Using extended doses of encircling X-rays, CAT scans give a detailed look inside your body,
revealing not only bones but soft tissue and blood vessels, as well. According to the health site
lmaginis.com, over 70,000 places around the world offer CAT scans to detect and diagnose
tumors, heart disease, osteoporosis, blood clots, spinal fractures, nerve damage, and lots of other
problems. Because it can uncover so much, its use has become widespread and continues to rise.
In fact, healthy people are getting scans just to see if anything might be wrong, kind of like a
routine check-up.
The downside, and it's a doozy, is that a CAT scan jolts you with 100 to 250 times the dose of
radiation that you get from a chest X-ray. What's even more alarming is that most doctors
apparently don't know this.
An emergency physician from the Yale School of Medicine surveyed 45 of his colleagues about
the pros and cons of CAT scans. A mere nine of them said that they tell patients about the
radiation. This might be just as well, in a weird way, since most of them had absolutely no clue
about how much radiation CAT scans give off. When asked to compare the blast from a chest X-
ray to the blast from a CAT scan, only 22 percent of the docs got it right. As for the other three-
quarters, The Medical Post relates:
Three of the doctors said the dose was either less than or equal to a chest X-ray.

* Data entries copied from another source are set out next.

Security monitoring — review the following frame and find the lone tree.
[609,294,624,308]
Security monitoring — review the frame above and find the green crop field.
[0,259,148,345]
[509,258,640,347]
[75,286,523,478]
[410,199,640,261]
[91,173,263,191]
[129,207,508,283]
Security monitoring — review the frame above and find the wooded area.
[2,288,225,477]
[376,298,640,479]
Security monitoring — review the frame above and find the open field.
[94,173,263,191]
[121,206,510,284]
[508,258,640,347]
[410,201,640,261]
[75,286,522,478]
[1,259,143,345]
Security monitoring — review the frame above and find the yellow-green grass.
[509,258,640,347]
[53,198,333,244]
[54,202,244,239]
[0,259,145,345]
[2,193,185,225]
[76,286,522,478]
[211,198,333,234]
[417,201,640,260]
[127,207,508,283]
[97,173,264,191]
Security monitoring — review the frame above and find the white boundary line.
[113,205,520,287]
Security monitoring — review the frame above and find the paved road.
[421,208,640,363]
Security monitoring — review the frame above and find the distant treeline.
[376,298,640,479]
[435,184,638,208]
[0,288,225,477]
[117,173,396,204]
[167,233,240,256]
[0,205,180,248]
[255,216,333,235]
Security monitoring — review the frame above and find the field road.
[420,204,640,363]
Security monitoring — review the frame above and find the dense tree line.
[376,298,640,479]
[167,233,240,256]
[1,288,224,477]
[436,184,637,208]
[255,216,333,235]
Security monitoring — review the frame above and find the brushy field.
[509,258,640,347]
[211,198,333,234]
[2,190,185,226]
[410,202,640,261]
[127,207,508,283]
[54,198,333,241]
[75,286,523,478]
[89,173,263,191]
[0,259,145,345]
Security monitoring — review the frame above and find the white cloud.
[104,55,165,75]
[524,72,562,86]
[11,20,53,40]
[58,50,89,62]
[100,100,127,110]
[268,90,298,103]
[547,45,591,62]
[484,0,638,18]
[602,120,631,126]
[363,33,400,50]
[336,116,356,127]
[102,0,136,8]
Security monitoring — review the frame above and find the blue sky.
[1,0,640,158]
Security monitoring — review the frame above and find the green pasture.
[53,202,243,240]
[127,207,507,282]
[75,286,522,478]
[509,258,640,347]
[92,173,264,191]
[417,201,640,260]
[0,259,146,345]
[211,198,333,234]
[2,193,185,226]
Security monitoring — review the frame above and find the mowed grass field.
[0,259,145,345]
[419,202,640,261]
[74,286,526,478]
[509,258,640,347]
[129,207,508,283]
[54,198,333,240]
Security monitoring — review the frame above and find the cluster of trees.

Twenty (44%) of the doctors said the dose was greater than a chest X-ray, but less than 10
times the dose. Just over one-fifth of the doctors (22%) said the radiation dose from a CT
was more than 10 times that of an X-ray but less than 100 times the dose.
Only ten of them knew that a single CAT scan equals 100 to 250 chest X-rays, while two thought
that the scans were even worse than that.
Feel free to give your doc a pop quiz during your next office visit.